Does that count as a blog post?
PS I did.
Also to your comment—I think you’re right on; however, we need to be careful not to link all consumption to zombies. We consume air and food and we are not zombies.
At what point does gluttonous consumption become zombie consumption?
In my mind, at 4am in a Wal-Mart in Joetown USA where the masses want their TV so bad they kill a worker and trample a pregnant women until she miscarries.
Tim, maybe the difference between gluttonous consumption and zombie consumption lies betwween two ideas: whether the commodity being consumed is absolutely necessary, or our state of mind when we consume teh product.

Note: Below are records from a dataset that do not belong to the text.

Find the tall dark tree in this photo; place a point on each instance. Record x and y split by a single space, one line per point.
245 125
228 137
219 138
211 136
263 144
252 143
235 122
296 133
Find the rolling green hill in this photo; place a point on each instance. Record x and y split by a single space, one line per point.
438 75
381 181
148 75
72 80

Like your example of food and air. We gluttonously consume those two commodities because we need it for our survival. Or maybe we consume more than what we absolutely need for our survival.
Zombie consumption could be the consumption of products that we don’t necessarily need for survival, or maybe how our brains think we need it…like your Walmart example… The shoppers thinking ‘OMG OMG OMG I NEED THAT TICKLE ME ELMO TOY OR ELSE!’ could be a zombie commodity–the mass of shoppers movng as one, with only the commodity on their mind?
YAY 10th blog post!
Besides the employee being killed, a woman had a miscarriage because she was trampled by a stampede of people. Talk about acting inhumane and zombie-like. I absolutley agree with this being called a “zombie day” because the crowds are literally hypnotized by dropped prices.

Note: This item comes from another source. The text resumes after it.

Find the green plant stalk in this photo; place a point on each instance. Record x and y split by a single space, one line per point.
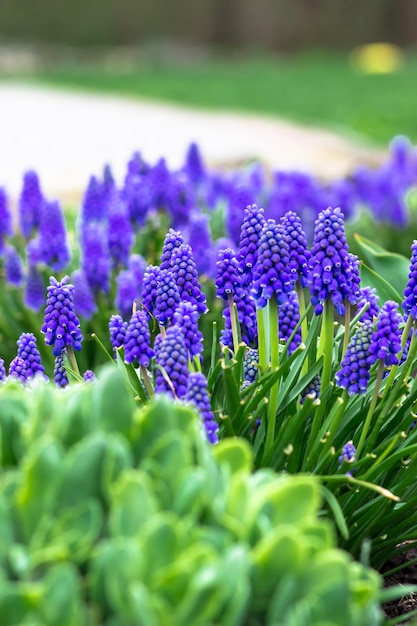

There was also a store that had its door break off because of the crowds. Reminds me of the crowds in Metropolis and the zombies in Night of the Living Dead.
I agree with Tim that not all consumption is zombie consumption and I also agree with Alex that we need to then ask ourselves if we zombie consumtion is over consumption of things we don’t need or over consumption of things we just think we need? I even feel like zombie consumption could also defined as the over consumption of necessities like— running water for example. Americans are such water wasters, as if you didn’t know that already. But think about it, it is a necessity… I mean we do need to hydrate ourselves with enough water to survive, but do we really need to take 20 minute showers? Sure they may feel good after a long, hard day, but are you going to die without it? We just think that we need it. We figure water is water, I can use up this much water because it will always be around. I mean, after all it is a natural resource, right? I know I am talking about two completely different uses of water, but the bottom line is I feel like we are also zombies because we over consume our necessities as well.
Over consumption makes us ignorant as well as wasteful it does not however make us zombies (and it may well suggest monstrosity in other forms). In Tim’s original post he suggested that the TV was the culprit of zobification of the American public not the act of consumption. Personally I don’t believe that line of zombification lies in necessity vs. want. I think it would be easier to say that motivation can create zombification. It is easy to give in to the dangers of ‘group think’, gluttony, or greed regardless if you are desperate for a new North Face or your weekly water ration.